The taxpayer in Trimmer produced evidence of his depression. This included testimony from a medical expert. This established the taxpayer’s “disability.”
The taxpayer in the present case did not present this type of evidence.
The court in the Trimmer goes on to note that the IRS has issued waivers in private letter rulings based on similar facts:
- Priv. Ltr. Rul. 201535029 (Aug. 28, 2015) (waiver granted to taxpayer suffering from “mild cognitive impairment and moderate clinical depression”, who was “not aware that he did not roll over Amount 1 to another IRA until his tax return for 2013 was being prepared”);
- Priv. Ltr. Rul. 201323044 (June 7, 2013) (waiver granted to taxpayer who was “under extreme stress following the loss of his job”);
- Priv. Ltr. Rul. 201130013 (July 29, 2011) (waiver granted to taxpayer who asserted that failure to complete the rollover was “due to his depressed condition following his separation from his spouse”);
- Priv. Ltr. Rul. 200949052 (Dec. 4, 2009) (waiver granted to taxpayer who was “overwhelmed by his mother’s death and sank into a deep depression during his period of grieving”)

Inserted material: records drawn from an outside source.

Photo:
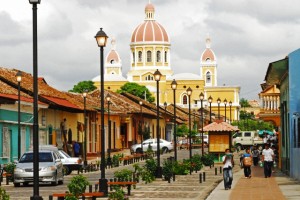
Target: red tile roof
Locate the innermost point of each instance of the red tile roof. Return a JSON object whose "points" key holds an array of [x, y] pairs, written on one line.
{"points": [[220, 126]]}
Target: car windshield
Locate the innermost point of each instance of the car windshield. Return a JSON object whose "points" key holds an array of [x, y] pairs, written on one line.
{"points": [[63, 154], [43, 157]]}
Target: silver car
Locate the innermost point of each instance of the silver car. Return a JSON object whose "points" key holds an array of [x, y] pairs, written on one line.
{"points": [[50, 168], [164, 145]]}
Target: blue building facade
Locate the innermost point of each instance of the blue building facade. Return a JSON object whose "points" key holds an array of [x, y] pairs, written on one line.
{"points": [[285, 74]]}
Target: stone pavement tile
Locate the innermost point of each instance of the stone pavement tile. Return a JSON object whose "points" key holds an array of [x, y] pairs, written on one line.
{"points": [[257, 187]]}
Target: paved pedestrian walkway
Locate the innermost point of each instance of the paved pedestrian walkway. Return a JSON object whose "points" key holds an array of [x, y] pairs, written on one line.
{"points": [[278, 187]]}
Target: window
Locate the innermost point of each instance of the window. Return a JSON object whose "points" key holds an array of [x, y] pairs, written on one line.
{"points": [[133, 56], [140, 56], [184, 99], [158, 56], [166, 58], [208, 77], [149, 56]]}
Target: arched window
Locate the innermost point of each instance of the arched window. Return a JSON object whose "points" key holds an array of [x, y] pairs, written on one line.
{"points": [[140, 56], [208, 77], [166, 58], [158, 56], [184, 99], [133, 56], [149, 56]]}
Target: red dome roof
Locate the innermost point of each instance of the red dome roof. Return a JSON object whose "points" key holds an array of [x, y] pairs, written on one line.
{"points": [[150, 31]]}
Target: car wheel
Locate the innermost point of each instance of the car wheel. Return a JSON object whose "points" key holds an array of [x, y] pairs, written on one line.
{"points": [[66, 170], [17, 184]]}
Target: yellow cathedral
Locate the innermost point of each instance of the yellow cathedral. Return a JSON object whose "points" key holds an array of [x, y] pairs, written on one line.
{"points": [[150, 50]]}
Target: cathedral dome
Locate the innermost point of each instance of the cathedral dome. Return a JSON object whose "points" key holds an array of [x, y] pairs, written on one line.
{"points": [[208, 55], [150, 30]]}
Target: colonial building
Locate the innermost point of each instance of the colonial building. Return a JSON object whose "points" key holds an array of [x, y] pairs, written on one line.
{"points": [[150, 50]]}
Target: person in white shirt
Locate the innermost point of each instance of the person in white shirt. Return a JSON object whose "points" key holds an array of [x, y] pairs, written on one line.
{"points": [[267, 158], [227, 169]]}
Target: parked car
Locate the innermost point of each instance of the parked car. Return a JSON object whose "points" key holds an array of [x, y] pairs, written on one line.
{"points": [[69, 163], [164, 145], [50, 168]]}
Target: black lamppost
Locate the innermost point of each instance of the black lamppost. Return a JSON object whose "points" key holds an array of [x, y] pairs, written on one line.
{"points": [[189, 93], [165, 106], [108, 98], [141, 128], [202, 120], [157, 76], [101, 39], [85, 124], [19, 79], [225, 103], [218, 101], [174, 86], [35, 137], [230, 104], [210, 100]]}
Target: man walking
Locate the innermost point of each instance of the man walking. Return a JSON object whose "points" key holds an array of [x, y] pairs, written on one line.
{"points": [[227, 169], [267, 158]]}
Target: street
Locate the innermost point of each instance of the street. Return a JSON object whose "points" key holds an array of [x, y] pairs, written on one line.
{"points": [[24, 192]]}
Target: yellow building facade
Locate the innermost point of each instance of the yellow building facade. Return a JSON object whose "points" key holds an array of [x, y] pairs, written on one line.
{"points": [[150, 50]]}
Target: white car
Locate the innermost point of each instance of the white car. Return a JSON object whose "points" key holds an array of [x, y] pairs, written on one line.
{"points": [[164, 145], [69, 163]]}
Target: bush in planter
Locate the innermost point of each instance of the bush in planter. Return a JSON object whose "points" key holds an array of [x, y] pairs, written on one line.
{"points": [[3, 195], [167, 169], [196, 162], [207, 159], [182, 168], [78, 185]]}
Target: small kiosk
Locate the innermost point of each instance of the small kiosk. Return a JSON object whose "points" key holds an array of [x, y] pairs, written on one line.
{"points": [[220, 134]]}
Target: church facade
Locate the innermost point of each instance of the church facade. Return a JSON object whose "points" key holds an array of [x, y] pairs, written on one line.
{"points": [[150, 50]]}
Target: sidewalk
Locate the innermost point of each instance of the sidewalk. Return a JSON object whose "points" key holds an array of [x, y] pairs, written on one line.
{"points": [[277, 187]]}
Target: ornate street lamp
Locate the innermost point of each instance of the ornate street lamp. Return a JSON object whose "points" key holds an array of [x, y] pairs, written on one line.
{"points": [[101, 39], [165, 106], [230, 104], [189, 93], [108, 98], [202, 120], [19, 79], [141, 128], [225, 103], [84, 94], [35, 138], [174, 86], [210, 101], [218, 101], [157, 76]]}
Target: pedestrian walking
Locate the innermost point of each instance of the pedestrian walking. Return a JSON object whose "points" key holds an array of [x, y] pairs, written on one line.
{"points": [[268, 158], [76, 149], [247, 162], [255, 155], [227, 169]]}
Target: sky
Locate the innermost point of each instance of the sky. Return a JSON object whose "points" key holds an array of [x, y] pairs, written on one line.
{"points": [[246, 35]]}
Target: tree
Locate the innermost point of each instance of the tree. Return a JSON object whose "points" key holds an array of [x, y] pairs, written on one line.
{"points": [[83, 85], [137, 90]]}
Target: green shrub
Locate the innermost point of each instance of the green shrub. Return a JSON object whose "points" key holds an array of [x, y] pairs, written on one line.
{"points": [[3, 195], [182, 168], [207, 159]]}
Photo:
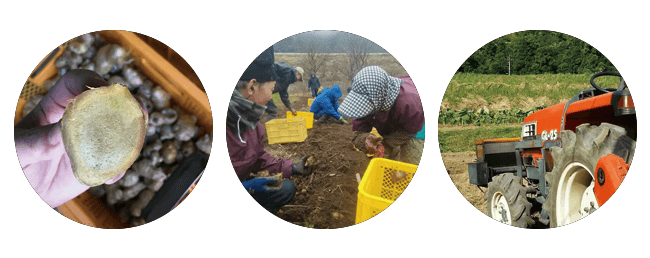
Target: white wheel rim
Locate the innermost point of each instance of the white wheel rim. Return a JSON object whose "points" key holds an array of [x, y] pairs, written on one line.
{"points": [[575, 197], [500, 209]]}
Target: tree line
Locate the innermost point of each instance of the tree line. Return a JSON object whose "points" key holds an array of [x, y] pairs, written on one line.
{"points": [[537, 52]]}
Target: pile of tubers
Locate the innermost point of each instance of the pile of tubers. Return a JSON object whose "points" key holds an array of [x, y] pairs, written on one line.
{"points": [[171, 133]]}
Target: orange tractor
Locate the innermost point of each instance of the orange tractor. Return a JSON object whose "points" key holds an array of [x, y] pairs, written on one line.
{"points": [[569, 160]]}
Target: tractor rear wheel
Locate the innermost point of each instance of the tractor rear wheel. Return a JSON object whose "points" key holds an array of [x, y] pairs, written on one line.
{"points": [[571, 181], [507, 203]]}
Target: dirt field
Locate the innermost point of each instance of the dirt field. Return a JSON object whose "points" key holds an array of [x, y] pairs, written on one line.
{"points": [[333, 188], [456, 165]]}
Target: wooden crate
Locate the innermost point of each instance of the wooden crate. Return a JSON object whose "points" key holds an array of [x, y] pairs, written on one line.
{"points": [[192, 98]]}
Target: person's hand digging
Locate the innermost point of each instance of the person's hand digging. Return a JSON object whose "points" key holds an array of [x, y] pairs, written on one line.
{"points": [[304, 166]]}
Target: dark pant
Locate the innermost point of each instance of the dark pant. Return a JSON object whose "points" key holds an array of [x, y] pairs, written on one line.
{"points": [[274, 201], [314, 92]]}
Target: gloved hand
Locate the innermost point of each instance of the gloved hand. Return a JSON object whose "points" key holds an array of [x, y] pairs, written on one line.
{"points": [[39, 145], [299, 167], [259, 185]]}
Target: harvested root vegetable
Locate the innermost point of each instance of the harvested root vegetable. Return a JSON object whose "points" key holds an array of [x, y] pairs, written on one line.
{"points": [[103, 131], [310, 161], [278, 178]]}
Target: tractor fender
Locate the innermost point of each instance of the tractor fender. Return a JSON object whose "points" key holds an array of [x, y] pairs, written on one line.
{"points": [[610, 172]]}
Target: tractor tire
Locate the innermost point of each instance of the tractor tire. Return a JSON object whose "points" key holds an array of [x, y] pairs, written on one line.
{"points": [[507, 203], [571, 180]]}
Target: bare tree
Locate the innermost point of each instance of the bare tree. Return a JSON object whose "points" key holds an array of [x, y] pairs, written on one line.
{"points": [[357, 49]]}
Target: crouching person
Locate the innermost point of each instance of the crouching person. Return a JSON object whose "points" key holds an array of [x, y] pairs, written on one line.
{"points": [[244, 137]]}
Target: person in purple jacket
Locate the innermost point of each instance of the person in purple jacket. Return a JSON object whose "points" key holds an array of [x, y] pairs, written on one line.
{"points": [[390, 104], [244, 137]]}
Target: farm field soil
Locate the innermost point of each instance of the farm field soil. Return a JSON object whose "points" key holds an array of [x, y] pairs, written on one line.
{"points": [[333, 187], [456, 166], [457, 169]]}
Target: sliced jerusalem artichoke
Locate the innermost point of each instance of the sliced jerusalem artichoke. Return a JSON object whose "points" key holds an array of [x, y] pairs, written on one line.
{"points": [[103, 130]]}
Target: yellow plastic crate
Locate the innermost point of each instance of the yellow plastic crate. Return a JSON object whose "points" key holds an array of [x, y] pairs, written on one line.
{"points": [[383, 182], [287, 130], [374, 131], [307, 115]]}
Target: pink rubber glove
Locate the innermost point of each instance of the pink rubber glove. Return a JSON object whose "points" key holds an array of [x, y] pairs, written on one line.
{"points": [[39, 145]]}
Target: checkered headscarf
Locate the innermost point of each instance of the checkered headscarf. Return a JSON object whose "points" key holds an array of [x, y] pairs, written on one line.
{"points": [[373, 91]]}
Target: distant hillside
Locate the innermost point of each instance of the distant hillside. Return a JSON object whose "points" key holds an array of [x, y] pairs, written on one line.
{"points": [[327, 41]]}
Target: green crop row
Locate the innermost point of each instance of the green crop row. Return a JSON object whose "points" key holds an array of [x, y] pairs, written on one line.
{"points": [[484, 116]]}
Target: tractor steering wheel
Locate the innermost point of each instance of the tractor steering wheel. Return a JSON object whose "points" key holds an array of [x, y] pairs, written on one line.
{"points": [[620, 86]]}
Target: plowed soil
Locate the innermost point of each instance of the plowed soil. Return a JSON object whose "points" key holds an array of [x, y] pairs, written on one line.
{"points": [[333, 186], [457, 169]]}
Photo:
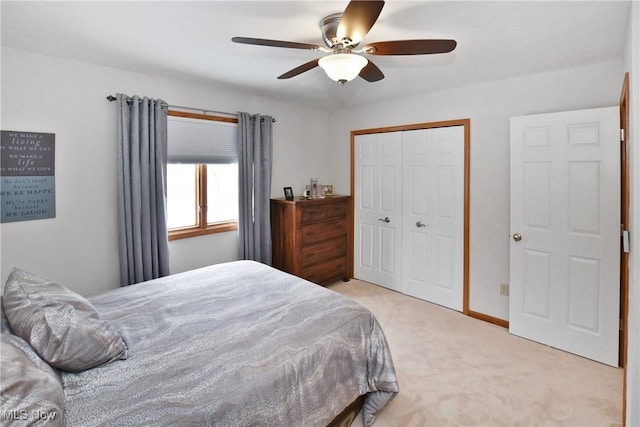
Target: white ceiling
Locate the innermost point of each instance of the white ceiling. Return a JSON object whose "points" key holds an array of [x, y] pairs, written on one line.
{"points": [[192, 41]]}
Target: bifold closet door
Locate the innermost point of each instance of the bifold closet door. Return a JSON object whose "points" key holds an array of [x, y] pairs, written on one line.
{"points": [[378, 209], [409, 212], [433, 206]]}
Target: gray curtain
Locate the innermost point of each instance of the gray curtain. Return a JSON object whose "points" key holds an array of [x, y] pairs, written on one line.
{"points": [[254, 222], [142, 190]]}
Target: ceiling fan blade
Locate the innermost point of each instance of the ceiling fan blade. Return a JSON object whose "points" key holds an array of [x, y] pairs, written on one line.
{"points": [[275, 43], [371, 73], [358, 18], [299, 70], [410, 47]]}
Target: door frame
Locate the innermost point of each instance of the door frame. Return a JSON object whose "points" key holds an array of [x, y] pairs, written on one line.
{"points": [[466, 123], [624, 225]]}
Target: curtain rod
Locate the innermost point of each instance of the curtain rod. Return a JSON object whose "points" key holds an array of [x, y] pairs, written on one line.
{"points": [[112, 98]]}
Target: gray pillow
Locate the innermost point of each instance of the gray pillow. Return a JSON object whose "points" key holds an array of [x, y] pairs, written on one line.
{"points": [[31, 391], [61, 325], [4, 322]]}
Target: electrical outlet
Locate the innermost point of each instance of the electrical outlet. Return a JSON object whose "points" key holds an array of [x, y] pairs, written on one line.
{"points": [[504, 289]]}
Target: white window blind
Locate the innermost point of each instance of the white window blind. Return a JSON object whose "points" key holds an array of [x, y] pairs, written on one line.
{"points": [[201, 141]]}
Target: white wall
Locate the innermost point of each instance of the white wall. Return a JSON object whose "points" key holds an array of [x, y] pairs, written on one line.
{"points": [[489, 106], [79, 246], [632, 65]]}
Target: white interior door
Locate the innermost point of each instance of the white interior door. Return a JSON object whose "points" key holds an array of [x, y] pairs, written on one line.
{"points": [[565, 229], [433, 199], [377, 210]]}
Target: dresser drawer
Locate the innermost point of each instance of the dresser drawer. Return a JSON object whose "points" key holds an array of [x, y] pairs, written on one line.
{"points": [[322, 212], [314, 233], [336, 210], [328, 272], [323, 251], [313, 213]]}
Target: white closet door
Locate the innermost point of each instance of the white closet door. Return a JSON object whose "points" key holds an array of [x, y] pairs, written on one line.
{"points": [[433, 206], [565, 225], [378, 204]]}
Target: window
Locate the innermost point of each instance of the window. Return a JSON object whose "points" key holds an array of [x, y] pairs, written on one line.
{"points": [[202, 174]]}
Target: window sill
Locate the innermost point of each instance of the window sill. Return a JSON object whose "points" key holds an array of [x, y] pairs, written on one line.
{"points": [[185, 233]]}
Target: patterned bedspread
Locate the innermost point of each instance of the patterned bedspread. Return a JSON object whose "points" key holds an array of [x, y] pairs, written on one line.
{"points": [[235, 344]]}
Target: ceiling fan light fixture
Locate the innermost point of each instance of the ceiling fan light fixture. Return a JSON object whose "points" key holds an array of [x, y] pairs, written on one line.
{"points": [[342, 67]]}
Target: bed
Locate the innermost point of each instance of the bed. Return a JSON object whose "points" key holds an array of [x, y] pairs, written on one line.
{"points": [[234, 344]]}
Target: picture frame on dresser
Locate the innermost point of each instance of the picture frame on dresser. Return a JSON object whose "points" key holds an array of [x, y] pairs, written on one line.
{"points": [[288, 193]]}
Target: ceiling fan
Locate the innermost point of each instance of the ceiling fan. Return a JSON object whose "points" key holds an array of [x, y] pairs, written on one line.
{"points": [[342, 33]]}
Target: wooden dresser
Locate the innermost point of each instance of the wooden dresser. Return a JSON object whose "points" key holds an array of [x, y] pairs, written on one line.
{"points": [[312, 238]]}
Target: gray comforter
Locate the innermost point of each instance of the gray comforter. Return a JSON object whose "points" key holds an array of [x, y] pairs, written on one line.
{"points": [[234, 344]]}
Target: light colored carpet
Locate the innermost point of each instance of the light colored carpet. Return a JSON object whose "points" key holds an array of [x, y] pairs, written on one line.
{"points": [[455, 370]]}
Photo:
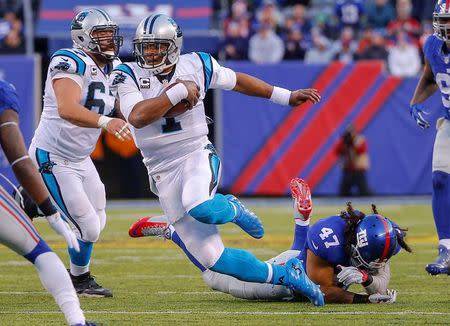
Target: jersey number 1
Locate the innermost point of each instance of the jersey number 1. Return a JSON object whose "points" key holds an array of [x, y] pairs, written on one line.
{"points": [[325, 233]]}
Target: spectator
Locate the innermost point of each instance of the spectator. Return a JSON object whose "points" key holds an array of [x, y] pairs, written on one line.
{"points": [[297, 34], [269, 14], [349, 13], [11, 36], [344, 49], [265, 46], [404, 59], [320, 52], [379, 14], [405, 22], [239, 18], [235, 46], [376, 49], [352, 151]]}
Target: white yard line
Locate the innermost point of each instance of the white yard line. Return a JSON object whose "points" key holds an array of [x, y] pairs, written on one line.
{"points": [[262, 313]]}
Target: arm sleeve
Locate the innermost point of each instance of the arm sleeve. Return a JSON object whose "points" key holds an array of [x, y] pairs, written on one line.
{"points": [[8, 97], [62, 66], [216, 76], [125, 89], [380, 281]]}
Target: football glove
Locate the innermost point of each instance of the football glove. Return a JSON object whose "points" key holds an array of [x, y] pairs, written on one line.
{"points": [[62, 228], [351, 275], [417, 112], [390, 297]]}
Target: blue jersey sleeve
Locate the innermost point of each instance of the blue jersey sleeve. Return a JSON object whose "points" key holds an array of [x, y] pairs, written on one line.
{"points": [[326, 240], [8, 97]]}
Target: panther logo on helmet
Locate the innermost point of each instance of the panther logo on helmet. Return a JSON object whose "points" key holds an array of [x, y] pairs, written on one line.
{"points": [[157, 43], [93, 31]]}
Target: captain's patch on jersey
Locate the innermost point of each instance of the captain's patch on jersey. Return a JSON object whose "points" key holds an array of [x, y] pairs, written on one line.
{"points": [[144, 82]]}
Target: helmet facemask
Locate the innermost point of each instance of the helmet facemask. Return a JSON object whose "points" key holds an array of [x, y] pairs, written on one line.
{"points": [[155, 55], [359, 262], [441, 21], [105, 41]]}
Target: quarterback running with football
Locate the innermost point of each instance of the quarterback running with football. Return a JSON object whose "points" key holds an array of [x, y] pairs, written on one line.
{"points": [[337, 251], [183, 166], [436, 75], [77, 105]]}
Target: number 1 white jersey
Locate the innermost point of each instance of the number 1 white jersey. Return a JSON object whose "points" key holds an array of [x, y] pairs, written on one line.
{"points": [[166, 139], [59, 136]]}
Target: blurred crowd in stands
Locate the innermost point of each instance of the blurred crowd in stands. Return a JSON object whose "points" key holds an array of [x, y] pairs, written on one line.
{"points": [[313, 31], [320, 31]]}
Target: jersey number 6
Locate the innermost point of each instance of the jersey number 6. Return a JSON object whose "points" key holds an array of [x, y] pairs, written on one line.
{"points": [[325, 233]]}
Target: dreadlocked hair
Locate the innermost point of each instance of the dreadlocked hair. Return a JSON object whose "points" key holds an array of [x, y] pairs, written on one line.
{"points": [[401, 233], [351, 218]]}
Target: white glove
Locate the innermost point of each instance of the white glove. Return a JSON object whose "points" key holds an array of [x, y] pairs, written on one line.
{"points": [[351, 275], [62, 228], [390, 297]]}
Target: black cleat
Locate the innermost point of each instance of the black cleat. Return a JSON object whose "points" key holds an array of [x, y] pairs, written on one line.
{"points": [[86, 286]]}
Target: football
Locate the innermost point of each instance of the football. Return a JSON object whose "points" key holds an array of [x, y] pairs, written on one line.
{"points": [[177, 109]]}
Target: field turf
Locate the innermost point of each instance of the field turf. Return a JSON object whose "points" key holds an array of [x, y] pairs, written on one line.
{"points": [[153, 282]]}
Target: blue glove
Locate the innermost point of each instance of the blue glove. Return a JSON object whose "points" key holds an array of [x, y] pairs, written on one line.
{"points": [[417, 111]]}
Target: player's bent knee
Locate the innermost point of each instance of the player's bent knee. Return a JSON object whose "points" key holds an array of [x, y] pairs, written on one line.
{"points": [[440, 179], [92, 233], [40, 249]]}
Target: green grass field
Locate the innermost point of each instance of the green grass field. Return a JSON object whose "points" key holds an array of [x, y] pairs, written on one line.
{"points": [[153, 282]]}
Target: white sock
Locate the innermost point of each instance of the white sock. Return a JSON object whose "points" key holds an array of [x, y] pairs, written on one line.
{"points": [[245, 290], [301, 222], [56, 280], [445, 243], [76, 270]]}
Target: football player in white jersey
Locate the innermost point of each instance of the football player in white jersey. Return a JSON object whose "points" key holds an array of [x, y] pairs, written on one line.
{"points": [[77, 105], [16, 230], [183, 166]]}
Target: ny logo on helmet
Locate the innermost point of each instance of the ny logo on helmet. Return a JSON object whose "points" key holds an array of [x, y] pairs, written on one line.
{"points": [[361, 238]]}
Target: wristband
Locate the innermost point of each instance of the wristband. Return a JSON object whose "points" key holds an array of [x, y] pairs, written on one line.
{"points": [[177, 93], [360, 298], [47, 207], [367, 279], [103, 121], [280, 95]]}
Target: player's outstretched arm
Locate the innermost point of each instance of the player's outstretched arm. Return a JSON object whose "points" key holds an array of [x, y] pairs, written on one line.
{"points": [[28, 176], [425, 88], [253, 86], [68, 95]]}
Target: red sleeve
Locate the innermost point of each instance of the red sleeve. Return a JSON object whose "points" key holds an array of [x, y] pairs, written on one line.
{"points": [[361, 147]]}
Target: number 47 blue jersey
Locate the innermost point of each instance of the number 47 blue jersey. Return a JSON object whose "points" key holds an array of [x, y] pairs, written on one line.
{"points": [[326, 240], [439, 61]]}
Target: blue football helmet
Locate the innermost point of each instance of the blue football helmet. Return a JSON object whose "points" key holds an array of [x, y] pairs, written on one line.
{"points": [[441, 18], [376, 242]]}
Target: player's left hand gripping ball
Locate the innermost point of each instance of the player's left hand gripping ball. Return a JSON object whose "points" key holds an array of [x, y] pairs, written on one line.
{"points": [[119, 128], [300, 96]]}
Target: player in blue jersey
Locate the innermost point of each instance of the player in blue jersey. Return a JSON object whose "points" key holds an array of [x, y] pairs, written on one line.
{"points": [[436, 75], [16, 230], [337, 251]]}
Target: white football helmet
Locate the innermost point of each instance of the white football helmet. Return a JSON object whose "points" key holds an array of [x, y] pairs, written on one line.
{"points": [[161, 34], [441, 20], [82, 29]]}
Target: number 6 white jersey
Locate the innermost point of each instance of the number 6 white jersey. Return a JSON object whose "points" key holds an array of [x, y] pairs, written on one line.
{"points": [[57, 135], [166, 139]]}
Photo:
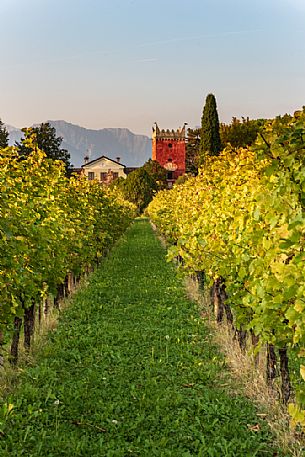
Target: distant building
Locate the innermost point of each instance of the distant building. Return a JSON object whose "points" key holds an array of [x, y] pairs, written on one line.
{"points": [[104, 169], [169, 149]]}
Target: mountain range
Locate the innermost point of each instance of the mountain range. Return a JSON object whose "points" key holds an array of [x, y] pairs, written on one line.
{"points": [[133, 150]]}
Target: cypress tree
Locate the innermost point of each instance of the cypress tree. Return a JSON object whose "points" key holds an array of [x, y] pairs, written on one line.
{"points": [[210, 143], [3, 135]]}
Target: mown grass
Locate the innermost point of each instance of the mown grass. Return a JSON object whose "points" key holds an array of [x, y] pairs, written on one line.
{"points": [[131, 370]]}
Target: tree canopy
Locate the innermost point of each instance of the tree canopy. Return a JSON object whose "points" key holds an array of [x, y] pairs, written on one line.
{"points": [[240, 133], [141, 185], [46, 140]]}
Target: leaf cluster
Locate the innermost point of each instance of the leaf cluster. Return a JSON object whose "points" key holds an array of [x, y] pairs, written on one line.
{"points": [[49, 225], [246, 223]]}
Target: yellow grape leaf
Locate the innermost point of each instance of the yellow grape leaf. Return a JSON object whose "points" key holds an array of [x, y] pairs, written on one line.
{"points": [[302, 371]]}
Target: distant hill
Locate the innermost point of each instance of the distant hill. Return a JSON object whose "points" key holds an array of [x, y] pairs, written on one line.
{"points": [[133, 150]]}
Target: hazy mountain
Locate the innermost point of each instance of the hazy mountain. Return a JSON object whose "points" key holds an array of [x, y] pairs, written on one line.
{"points": [[133, 150]]}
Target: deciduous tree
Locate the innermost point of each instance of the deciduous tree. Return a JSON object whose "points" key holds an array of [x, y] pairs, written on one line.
{"points": [[47, 141]]}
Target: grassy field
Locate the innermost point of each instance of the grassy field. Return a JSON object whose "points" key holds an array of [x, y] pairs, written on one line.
{"points": [[131, 370]]}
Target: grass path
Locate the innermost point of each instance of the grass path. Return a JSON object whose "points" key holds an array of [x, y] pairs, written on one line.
{"points": [[130, 370]]}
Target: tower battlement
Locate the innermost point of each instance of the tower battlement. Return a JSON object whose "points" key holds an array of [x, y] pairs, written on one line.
{"points": [[168, 148], [167, 134]]}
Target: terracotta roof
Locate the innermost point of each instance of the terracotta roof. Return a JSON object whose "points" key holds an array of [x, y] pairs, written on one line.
{"points": [[102, 157]]}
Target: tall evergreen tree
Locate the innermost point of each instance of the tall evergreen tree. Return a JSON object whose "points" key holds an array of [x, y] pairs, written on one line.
{"points": [[3, 135], [192, 150], [210, 143]]}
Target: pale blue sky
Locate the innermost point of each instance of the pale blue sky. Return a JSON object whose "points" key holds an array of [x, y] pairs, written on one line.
{"points": [[128, 63]]}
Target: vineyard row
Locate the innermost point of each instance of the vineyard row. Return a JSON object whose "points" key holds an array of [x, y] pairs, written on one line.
{"points": [[240, 226], [52, 231]]}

The facts in these rulings are closer to the facts in the present case. This is particularly true of PLR 201130013.
In the present case, the taxpayer was going through a divorce and dealing with the pending litigation. Her child was moving on to college. The court noted the taxpayer was under “stress” at the time.
The court does not explain what “stress” the taxpayer suffered at the time. It isn’t clear whether this means financial stress or emotional stress. It also does not provide any facts to gauge the level of stress. Presumably, this evidence was not presented to the court.
Those seeking a waiver for the 60-day rollover period may want to request a letter ruling first. These waivers can help avoid tax and tax penalties. They can be granted long after the 60-day period has expired.
With these requests, it is helpful if the funds were held on account rather than used. The IRS expects to see this proof attached included with the letter-ruling request.
Many of these rulings are taxpayer-favorable. They are not all consistent, but many of the rulings lead one to believe that stress could qualify.
In the taxpayer opts to litigate the matter in tax court, he should take care to establish that there was an error by a financial institution or, as the taxpayer did in the Trimmer case, that there was a disability.
Evidence showing that the taxpayer was under stress is not going to be sufficient for the court. A safer route would be to prove up depression, given that the court has already said that depression can qualify.